Le questionnaire de santé pour un prêt immobilier :
à quoi dois-je m’attendre ?

Dans le cadre de la souscription d’une assurance de prêt, vous allez certainement devoir remplir un questionnaire de santé. Pas de panique, les questions posées sont simples mais il est important d’y répondre avec la plus grande sincérité. Explications.

Quelles questions sur ma santé ?

Différentes questions vont vous être posées sur votre état de santé. Vos réponses vont permettre à l’assureur d’évaluer le risque pris en vous assurant au titre des garanties Décès, Perte Totale et Irréversible d’Autonomie, et éventuellement d’Invalidité Permanente et/ou d’Incapacité Temporaire Totale de Travail.

Il s’agit notamment de savoir si vous êtes en arrêt de travail ou atteint d’une pathologie au moment de la souscription ou encore si vous suivez un traitement médical. Certaines questions concernent vos antécédents : consultations médicales, examens, analyses de ces dernières années, etc. D’autres portent sur les mois à venir, par exemple, si vous devez être hospitalisé prochainement.

Questionnaire de santé : comment y répondre ?

Il s’agit le plus souvent de répondre par oui ou par non, de préciser des dates, voire d’apporter des informations complémentaires si besoin.
N’hésitez pas à joindre à votre questionnaire tous les documents liés à votre déclaration tels que les comptes rendus d’hospitalisation, les consultations de spécialistes, les résultats de radiographies, de scanner, d’IRM ou les derniers résultats biologiques qui aideront l’assureur à traiter votre dossier plus rapidement. Pour garantir la confidentialité de ces éléments, transmettez-les par pli confidentiel à l’attention du Médecin Conseil de l’assureur.

À noter : chaque question doit faire l’objet d’une réponse. Si tel n’est pas le cas, vous vous exposez à ce que votre dossier de demande d’assurance ne soit pas examiné.

Selon vos réponses, vous devrez peut-être vous soumettre à un examen médical plus approfondi à la demande de l’assureur. Et si vous avez des soucis de santé qui posent problème pour être assuré, vous pourrez peut-être bénéficier du dispositif de la convention AERAS permettant d’être assuré même avec un risque de santé aggravé.

Ce que vous pouvez ne pas déclarer

Le Droit à l’oubli dispense le candidat à l’assurance de déclarer un cancer survenu avant l’âge de 18 ans si celui-ci date de plus de 5 ans depuis la date de fin du protocole thérapeutique(1) et de plus de 10 ans suivant la date de fin du protocole thérapeutique pour les cancers survenus après le 18e anniversaire. Dans tous les cas, aucune rechute (2) ne doit avoir été constatée depuis.

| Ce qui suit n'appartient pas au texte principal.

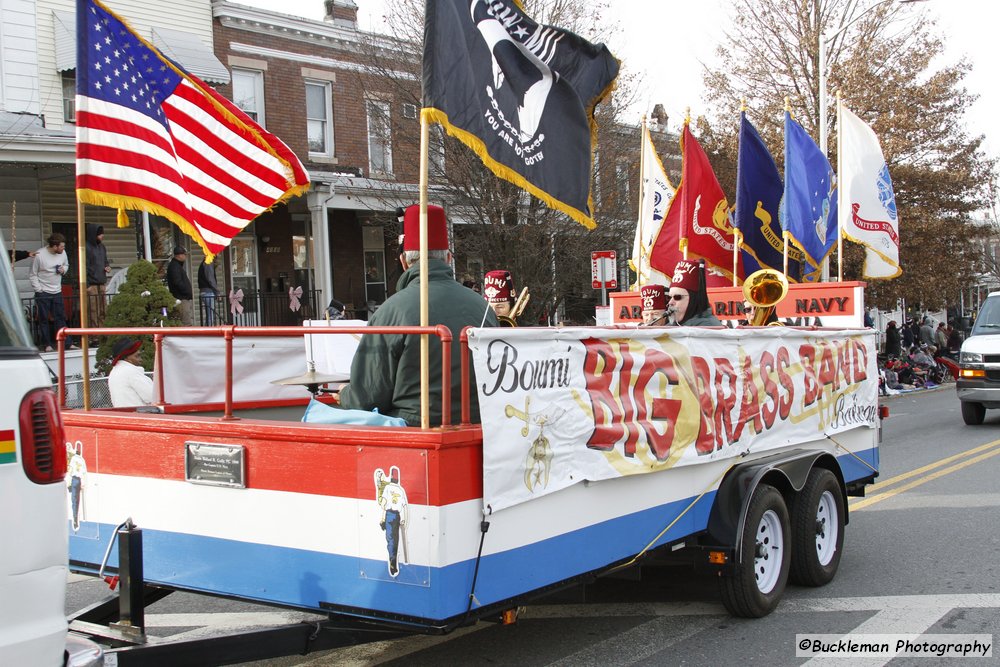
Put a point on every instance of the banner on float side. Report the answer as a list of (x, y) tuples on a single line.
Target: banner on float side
[(563, 406)]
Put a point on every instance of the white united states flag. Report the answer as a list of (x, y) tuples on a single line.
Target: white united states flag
[(152, 137)]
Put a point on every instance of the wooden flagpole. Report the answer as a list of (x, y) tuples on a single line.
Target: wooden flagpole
[(687, 121), (81, 249), (737, 232), (840, 198), (425, 393), (642, 195)]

Importance de l’exactitude des informations fournies

Le questionnaire de santé doit être rempli avec exactitude et sincérité ; vous devrez d’ailleurs le certifier sur l’honneur au moment de sa signature. Vos réponses aideront l’assureur à apprécier le risque qu’il va garantir et tarifer lors de la souscription. Si en cours de contrat, l’assureur s’apercevait à l’occasion d’un sinistre que vous avez fait une fausse déclaration, le contrat pourrait être déclaré nul et les primes pourraient rester acquises à l’assureur.

À l’inverse, si vous avez répondu avec exactitude et sincérité aux questions de santé posées et si en cours de contrat votre état de santé venait à se dégrader, vous continuerez à être couvert aux mêmes conditions et au même tarif que ceux d’origine. C’est le principe d’irrévocabilité des garanties.

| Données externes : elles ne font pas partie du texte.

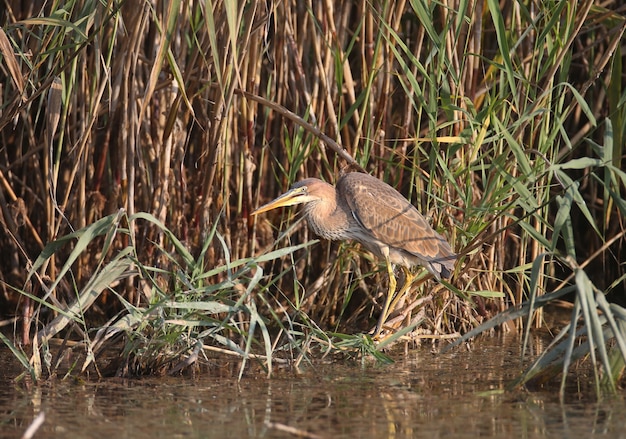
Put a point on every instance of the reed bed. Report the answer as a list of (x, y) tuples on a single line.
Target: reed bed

La confidentialité des données

Sachez que les données médicales nécessaires à l’étude de votre dossier d’assurance, sont communiquées à l’usage exclusif du Médecin Conseil de l’assureur. Elles ne sont en aucun cas communiquées à un tiers.

Avec Aviva, les formalités médicales sont simplifiées et vous disposez d’un choix de garanties optionnelles pour une protection adaptée et au juste prix.

Réaliser une simulation

(1) Ce que l’on entend par « date de fin du protocole thérapeutique » :
Il s’agit de la date de la fin du traitement actif du cancer, en l’absence de rechute, par chirurgie, radiothérapie, chimiothérapie effectuées en structure autorisée, à laquelle plus aucun traitement n’est nécessaire hormis la possibilité d’une thérapeutique persistante de type hormonothérapie ou immunothérapie.
(2) Ce que l’on entend par « rechute » :
Il s’agit de toute nouvelle manifestation médicalement constatée du cancer, qu’elle le soit par le biais d’un examen clinique, biologique ou d’imagerie.